My favorite day of the week. Friday. There will always be something about this day. No matter how long or work-ish it is, it's still a good day.

i hate my car
so much
i used to love Missy
but everytime the fuse box comes loose
or the CD button falls
or the cap on the end of my seat gets separated
i want to toss her away
and for that very reason I figured out what I want to do with my money
pay off my credit cards
and save up for a down payment
forget about the brighter winter wardrobe
forget about appliances for the house
forget about everything
i want a car
that is my number 2 priority after paying down debt
i'm almost done with my AmEx though
i'll be under a thousand with another paycheck
and then i'll take my third check of the month and put a grand on my Citi
these 2 credit cards WILL be conquered!
i need new glasses
when i drive in the dark, i see nothing but sparkles and glares
all the headlights and stoplights
it's bad
i feel like my mother
"i can't drive past 8pm!"
i guess i hate my glasses too
i thought about something last night
since my license plate is connected to my old address...

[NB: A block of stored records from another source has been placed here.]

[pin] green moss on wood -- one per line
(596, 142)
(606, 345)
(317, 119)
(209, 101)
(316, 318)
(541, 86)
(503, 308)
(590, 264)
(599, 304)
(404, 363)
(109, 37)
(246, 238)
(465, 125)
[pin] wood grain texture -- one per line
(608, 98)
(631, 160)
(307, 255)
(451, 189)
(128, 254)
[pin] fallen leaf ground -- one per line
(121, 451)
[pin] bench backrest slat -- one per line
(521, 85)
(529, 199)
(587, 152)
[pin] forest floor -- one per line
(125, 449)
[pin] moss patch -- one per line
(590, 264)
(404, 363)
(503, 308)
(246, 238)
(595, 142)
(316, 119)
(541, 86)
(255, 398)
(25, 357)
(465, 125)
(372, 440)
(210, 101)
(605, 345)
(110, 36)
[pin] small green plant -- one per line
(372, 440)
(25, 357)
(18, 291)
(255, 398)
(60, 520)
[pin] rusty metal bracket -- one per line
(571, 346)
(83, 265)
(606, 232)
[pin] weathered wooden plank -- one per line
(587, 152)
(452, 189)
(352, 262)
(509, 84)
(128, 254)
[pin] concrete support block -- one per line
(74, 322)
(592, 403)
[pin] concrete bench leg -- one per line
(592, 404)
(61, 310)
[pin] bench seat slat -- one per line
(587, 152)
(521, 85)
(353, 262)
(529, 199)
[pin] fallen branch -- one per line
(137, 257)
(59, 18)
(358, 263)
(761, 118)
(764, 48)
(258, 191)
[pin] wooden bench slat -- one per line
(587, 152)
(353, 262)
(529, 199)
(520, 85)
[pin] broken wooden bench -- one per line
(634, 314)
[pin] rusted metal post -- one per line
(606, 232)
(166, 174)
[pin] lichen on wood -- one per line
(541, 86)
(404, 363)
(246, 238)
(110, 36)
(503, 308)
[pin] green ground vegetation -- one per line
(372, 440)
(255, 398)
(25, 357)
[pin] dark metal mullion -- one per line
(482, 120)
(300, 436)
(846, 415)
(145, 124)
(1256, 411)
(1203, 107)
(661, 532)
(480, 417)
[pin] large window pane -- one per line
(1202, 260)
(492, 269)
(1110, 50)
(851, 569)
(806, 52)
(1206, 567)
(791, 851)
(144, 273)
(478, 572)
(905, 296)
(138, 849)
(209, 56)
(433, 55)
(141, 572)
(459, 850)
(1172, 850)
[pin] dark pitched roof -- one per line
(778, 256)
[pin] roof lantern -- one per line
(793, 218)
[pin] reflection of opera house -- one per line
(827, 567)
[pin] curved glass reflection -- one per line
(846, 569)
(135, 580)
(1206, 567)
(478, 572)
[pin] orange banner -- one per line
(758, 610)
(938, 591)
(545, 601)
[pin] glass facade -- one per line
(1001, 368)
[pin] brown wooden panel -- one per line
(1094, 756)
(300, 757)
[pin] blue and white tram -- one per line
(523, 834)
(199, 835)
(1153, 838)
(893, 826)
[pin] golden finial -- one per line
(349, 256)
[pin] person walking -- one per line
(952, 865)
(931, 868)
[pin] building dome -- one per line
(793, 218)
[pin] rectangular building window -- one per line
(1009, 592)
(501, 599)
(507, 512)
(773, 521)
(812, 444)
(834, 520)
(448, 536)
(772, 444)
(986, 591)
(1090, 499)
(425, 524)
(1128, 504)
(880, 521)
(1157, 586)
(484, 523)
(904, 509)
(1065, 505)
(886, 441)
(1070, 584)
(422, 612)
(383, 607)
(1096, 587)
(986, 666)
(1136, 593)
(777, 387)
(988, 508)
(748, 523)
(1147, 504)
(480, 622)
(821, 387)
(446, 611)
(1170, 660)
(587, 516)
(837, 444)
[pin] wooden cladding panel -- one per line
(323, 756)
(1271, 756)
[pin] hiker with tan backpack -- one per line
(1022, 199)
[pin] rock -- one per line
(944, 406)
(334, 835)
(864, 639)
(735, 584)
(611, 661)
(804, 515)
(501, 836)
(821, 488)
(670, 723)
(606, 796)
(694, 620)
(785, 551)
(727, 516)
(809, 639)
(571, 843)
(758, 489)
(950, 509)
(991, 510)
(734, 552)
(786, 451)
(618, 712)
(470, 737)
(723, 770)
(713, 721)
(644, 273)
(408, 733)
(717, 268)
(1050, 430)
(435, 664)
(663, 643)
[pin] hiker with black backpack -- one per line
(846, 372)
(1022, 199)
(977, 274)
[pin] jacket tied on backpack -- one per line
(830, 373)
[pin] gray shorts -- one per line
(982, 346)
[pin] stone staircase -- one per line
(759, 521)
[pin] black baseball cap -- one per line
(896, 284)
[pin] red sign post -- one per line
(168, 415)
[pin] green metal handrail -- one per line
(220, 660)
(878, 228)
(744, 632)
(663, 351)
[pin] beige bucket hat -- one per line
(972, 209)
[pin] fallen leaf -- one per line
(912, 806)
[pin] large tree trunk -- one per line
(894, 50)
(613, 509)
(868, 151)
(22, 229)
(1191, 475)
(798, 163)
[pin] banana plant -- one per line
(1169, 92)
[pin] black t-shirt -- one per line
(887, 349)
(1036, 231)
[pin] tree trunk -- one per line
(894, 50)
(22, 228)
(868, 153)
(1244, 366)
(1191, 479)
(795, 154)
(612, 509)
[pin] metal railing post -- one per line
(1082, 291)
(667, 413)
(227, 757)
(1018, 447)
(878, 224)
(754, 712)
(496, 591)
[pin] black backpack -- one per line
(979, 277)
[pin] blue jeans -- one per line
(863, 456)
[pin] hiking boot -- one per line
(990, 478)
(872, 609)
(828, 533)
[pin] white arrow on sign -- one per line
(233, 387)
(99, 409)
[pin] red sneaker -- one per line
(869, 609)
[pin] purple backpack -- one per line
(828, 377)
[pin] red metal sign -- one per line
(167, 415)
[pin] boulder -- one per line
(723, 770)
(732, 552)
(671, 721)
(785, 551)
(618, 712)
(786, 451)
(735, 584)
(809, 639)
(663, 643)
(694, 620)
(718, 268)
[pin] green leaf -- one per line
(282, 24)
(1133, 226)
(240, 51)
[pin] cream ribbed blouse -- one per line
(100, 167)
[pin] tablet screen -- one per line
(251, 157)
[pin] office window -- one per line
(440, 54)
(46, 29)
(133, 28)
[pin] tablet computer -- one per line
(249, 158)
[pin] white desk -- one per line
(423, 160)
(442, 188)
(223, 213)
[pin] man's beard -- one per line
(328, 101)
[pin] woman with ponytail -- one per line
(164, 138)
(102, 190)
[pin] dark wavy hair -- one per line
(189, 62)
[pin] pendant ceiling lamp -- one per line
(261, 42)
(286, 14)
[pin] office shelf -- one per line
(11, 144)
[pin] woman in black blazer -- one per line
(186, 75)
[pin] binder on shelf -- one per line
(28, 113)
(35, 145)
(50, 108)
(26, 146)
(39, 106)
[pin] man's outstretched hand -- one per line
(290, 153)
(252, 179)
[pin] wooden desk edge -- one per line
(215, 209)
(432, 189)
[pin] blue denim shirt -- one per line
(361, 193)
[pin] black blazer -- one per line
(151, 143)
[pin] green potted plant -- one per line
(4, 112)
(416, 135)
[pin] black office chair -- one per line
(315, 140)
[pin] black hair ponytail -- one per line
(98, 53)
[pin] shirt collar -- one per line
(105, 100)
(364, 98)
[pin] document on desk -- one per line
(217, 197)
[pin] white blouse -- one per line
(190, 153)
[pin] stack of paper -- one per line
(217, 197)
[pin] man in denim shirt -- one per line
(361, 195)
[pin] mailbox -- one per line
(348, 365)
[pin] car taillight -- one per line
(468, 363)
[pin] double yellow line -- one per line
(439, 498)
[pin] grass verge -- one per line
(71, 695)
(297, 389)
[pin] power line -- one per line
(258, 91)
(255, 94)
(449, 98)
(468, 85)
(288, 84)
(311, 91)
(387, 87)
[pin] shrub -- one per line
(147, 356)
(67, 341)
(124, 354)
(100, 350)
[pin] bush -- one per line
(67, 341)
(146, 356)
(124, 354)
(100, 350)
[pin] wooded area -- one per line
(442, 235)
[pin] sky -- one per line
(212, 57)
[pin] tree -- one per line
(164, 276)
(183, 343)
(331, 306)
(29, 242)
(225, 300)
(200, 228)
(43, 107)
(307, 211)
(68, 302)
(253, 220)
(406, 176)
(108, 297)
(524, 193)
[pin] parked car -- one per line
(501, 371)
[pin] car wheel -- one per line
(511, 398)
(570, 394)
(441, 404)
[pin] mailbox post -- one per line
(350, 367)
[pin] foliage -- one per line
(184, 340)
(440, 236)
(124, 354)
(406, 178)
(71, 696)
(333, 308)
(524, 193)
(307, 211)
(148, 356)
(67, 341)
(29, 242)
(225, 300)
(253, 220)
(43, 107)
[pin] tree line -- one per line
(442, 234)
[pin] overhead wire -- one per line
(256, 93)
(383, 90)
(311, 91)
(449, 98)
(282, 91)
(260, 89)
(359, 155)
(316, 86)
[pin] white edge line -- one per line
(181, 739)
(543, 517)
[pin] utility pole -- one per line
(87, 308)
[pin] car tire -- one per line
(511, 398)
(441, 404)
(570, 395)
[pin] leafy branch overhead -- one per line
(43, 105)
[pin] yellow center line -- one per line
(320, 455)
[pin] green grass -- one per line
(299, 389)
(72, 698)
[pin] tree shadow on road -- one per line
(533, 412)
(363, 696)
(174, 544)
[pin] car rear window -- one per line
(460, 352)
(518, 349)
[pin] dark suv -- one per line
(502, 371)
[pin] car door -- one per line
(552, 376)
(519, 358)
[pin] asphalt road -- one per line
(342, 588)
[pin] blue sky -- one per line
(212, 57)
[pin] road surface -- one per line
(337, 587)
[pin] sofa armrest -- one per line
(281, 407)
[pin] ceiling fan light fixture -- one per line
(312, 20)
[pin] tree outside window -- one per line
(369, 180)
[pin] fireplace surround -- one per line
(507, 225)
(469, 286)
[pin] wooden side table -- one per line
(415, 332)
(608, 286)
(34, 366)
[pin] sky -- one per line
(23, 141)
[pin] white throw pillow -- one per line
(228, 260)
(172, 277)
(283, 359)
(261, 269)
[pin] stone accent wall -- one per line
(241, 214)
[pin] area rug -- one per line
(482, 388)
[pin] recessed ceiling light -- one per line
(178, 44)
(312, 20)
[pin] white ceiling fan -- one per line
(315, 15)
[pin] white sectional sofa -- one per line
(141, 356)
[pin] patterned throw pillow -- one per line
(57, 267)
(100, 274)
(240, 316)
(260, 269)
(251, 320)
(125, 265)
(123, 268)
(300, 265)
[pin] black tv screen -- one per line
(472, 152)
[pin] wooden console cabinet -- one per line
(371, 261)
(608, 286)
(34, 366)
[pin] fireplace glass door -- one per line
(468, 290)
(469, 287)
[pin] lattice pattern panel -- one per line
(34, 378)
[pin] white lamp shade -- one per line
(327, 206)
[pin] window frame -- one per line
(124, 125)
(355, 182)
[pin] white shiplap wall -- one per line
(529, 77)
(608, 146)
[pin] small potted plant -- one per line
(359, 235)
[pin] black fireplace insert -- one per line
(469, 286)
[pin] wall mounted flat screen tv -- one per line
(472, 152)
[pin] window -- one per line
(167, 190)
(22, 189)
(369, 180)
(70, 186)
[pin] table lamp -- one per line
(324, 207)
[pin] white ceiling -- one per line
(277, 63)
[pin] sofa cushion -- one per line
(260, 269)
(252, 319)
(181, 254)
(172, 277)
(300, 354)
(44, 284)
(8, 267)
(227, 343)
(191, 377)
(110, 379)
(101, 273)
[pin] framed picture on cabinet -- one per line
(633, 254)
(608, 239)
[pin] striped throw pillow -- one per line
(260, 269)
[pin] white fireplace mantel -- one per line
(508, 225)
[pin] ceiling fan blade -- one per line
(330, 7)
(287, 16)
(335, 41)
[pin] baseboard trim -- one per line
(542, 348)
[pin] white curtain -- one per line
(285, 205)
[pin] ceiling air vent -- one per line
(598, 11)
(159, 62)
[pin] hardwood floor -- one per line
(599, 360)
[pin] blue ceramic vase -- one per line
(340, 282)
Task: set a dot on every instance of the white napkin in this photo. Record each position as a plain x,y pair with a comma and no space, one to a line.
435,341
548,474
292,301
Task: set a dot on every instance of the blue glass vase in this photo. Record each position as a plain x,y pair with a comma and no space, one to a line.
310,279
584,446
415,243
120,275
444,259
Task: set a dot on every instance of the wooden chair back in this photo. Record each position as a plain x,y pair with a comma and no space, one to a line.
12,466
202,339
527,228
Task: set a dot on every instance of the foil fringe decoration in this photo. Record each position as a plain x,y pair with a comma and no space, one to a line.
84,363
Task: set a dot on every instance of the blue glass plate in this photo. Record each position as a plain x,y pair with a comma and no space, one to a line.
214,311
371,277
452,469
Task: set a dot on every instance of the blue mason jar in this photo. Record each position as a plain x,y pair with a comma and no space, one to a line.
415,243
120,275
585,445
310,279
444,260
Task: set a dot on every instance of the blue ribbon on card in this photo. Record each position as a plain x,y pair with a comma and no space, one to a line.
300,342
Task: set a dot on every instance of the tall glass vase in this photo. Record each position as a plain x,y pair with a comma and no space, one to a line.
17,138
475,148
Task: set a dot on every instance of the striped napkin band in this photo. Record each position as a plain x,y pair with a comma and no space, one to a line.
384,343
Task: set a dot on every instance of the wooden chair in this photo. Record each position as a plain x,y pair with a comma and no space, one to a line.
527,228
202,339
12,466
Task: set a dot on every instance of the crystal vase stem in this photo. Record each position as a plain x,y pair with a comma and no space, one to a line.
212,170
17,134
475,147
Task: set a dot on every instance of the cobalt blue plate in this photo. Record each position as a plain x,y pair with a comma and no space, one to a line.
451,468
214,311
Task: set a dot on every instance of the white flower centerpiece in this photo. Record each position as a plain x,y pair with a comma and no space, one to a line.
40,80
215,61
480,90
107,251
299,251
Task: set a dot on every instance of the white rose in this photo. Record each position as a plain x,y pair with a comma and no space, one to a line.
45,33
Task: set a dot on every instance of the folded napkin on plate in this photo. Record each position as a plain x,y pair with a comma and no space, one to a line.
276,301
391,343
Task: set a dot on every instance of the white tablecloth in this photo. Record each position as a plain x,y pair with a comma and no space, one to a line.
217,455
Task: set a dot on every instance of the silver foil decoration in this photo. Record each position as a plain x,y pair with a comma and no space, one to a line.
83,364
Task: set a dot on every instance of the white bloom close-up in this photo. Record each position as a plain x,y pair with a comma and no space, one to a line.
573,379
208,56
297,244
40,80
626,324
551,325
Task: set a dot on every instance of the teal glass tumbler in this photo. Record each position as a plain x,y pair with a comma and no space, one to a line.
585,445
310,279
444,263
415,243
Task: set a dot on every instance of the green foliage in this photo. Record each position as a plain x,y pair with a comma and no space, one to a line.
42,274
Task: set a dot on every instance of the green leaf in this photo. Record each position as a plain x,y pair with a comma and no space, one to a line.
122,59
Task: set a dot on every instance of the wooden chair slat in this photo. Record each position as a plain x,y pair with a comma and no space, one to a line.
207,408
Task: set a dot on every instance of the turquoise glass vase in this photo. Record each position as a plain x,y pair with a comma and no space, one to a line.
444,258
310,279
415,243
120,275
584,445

...where would a speeding ticket go?
not saying I am getting any
but I really don't know
i have a pretty heavy foot and I'm surprised I haven't received any
it's like the calm before the storm
or maybe I just don't have any
hubby was in a bad mood this morning
i had so much to tell him too
but the 'hey booper!' attitude wasn't there
he needs his space
what else?
i need to look at my budget again and see about this ski trip
my good friends are going
so naturally it'll be fun
i've never skied or snowboarded either
i've been wanting to do that for a while
i'm trying to figure out something else to talk about
not ready for work yet
i got a lot done yesterday
i feel like i deserve a break
working hard two days in a row?!
naaaaaaah
i'ma focus on one thing today
that's as much as i can do
i want to go to the movies so bad
i'm feenin for a good movie
there are no love stories in the theatre now
i want to see something romantic
something that touches my heart
my co-worker said to rent The English Patient
anyone seen that?
my eyes are getting heavy
we had a nap room at The Washington Post
shouldn't every office have a nap room?
it would only be fair
i'm getting better with my prayers
sometimes when i pray, my mind drifts
but i've been staying focused
it also helps when i write my prayers down
that's what i told my Bible study to do
she doesn't pray at all
she feels like Jehovah won't listen to her
lots of people have been there
including me
she only needs to start and work in harmony with her prayers
my manager has been working from home all week
it was so nice
why couldn't he close out the week and work from home today?